Landkonzentration – ein europäisches Thema:

Themen wie „Land Grabbing“ und Landkonzentration wurden lange mit den Ländern des Südens der Erde in Verbindung gebracht. Doch bei genauer Betrachtung muss festgestellt werden, dass die Konzentration von Agrarflächen auch seit Jahren ein europäisches Thema ist.

Von Landkonzentration wird gesprochen, wenn der Handel mit landwirtschaftlichen Nutzflächen mit einer Größenordnung des Landerwerbs einhergeht, welche in Europa unüblich ist.

Zahlen von 2010 zeigen, dass in der EU-27 bereits etwa 3 % der landwirtschaftlichen Betriebe 50 % der landwirtschaftlich genutzten Fläche kontrollierten und im Gegensatz dazu im Jahr 2012 80 % der Betriebe lediglich über 12 % des Agrarlandes verfügten.

Der Konzentrationsgrad von Agrarland in Europa ähnelt der ungleichen Verteilung von Landbesitz in Ländern wie beispielsweise Brasilien, Kolumbien und den Philippinen.

Agrarland ist keine normale Handelsware, denn Boden ist nicht vermehrbar und der Zugang dazu ist ein Menschenrecht. Die Konzentration von Agrarland in den Händen einiger weniger Akteure ist mit tiefgreifenden sozialen, kulturellen, ökonomischen und politischen Auswirkungen in allen EU-Mitgliedsländern verbunden.

Ähnlich wie die Konzentration von Geldvermögen spaltet eine zu hohe Konzentration von landwirtschaftlicher Fläche die Gesellschaft, destabilisiert den ländlichen Raum, gefährdet die Ernährungssicherheit und damit die ökologischen und sozialen Ziele Europas.

Allgemein besteht ein Mangel an umfassenden, transparenten, aktuellen, hochwertigen und europaweit einheitlichen Daten über Preis- und Mengenbewegungen auf dem europäischen Bodenmarkt.
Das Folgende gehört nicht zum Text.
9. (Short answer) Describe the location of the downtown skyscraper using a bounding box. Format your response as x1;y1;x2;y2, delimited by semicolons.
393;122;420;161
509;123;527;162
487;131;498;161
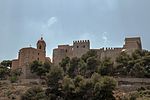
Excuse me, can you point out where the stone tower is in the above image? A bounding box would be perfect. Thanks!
[37,37,46,51]
[73,40,90,57]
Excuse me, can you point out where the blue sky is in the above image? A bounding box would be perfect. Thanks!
[0,0,150,61]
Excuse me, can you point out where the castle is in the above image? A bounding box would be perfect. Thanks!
[12,37,142,79]
[12,37,50,79]
[53,37,142,65]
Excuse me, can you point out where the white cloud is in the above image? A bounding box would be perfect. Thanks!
[47,17,58,27]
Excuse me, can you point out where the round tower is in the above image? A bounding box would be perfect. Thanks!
[37,37,46,51]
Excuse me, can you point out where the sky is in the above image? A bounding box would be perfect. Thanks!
[0,0,150,61]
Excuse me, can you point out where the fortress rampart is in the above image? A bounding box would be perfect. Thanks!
[53,37,142,65]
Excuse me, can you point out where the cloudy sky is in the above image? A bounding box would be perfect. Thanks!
[0,0,150,61]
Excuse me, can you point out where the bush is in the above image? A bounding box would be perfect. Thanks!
[21,86,46,100]
[10,75,18,83]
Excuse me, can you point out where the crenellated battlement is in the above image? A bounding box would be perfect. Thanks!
[73,40,90,43]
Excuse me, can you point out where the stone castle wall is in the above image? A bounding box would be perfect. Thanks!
[53,40,90,65]
[53,37,142,65]
[12,38,48,79]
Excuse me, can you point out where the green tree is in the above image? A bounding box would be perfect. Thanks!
[10,68,22,83]
[67,57,82,78]
[46,66,64,100]
[93,77,116,100]
[62,77,75,100]
[21,86,46,100]
[0,65,10,80]
[59,57,70,73]
[81,50,97,62]
[115,52,132,76]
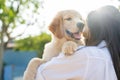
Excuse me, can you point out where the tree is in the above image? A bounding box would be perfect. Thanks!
[0,0,42,80]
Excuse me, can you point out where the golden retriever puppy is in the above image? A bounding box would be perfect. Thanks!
[24,10,84,80]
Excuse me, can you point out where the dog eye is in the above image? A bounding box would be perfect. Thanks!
[65,17,72,21]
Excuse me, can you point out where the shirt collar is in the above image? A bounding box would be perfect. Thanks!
[97,40,107,48]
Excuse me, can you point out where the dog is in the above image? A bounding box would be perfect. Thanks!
[24,10,85,80]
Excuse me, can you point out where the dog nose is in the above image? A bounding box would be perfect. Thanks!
[77,22,84,31]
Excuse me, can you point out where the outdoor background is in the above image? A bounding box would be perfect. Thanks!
[0,0,120,80]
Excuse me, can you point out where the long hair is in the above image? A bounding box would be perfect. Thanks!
[86,6,120,80]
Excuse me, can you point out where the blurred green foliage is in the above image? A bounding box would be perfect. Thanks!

Dies gilt sowohl für Boden- und Anteilsverkäufe als auch für die Pachtpreise.

Auswirkungen auf die Landwirtschaft in Europa

Die Kauf- und Pachtpreise von landwirtschaftlichen Flächen sind in vielen Regionen Europas mittlerweile auf ein Niveau gestiegen, welches es vielen landwirtschaftlichen Betrieben unmöglich macht, sich vor dem Verlust gepachteter Flächen zu schützen oder notwendige Flächenaufstockungen durch den Kauf von Boden vorzunehmen, welche zur Erhaltung lebensfähiger Betriebe notwendig wären. Abgesehen von der Tatsache, dass kaum Land auf dem Bodenmarkt verfügbar ist, orientieren sich die Pachtpreise zudem nicht mehr am erzielbaren landwirtschaftlichen Ertrag. So sind die Kapitalanforderungen für viele Neueinsteiger zu hoch und zu riskant.

Auswirkungen auf die Gesellschaft

Die Landkonzentration betrifft vordergründig die Landwirte und die Landarbeiter. Erst auf den zweiten Blick wird auch die Dimension für die gesamte Gesellschaft deutlich.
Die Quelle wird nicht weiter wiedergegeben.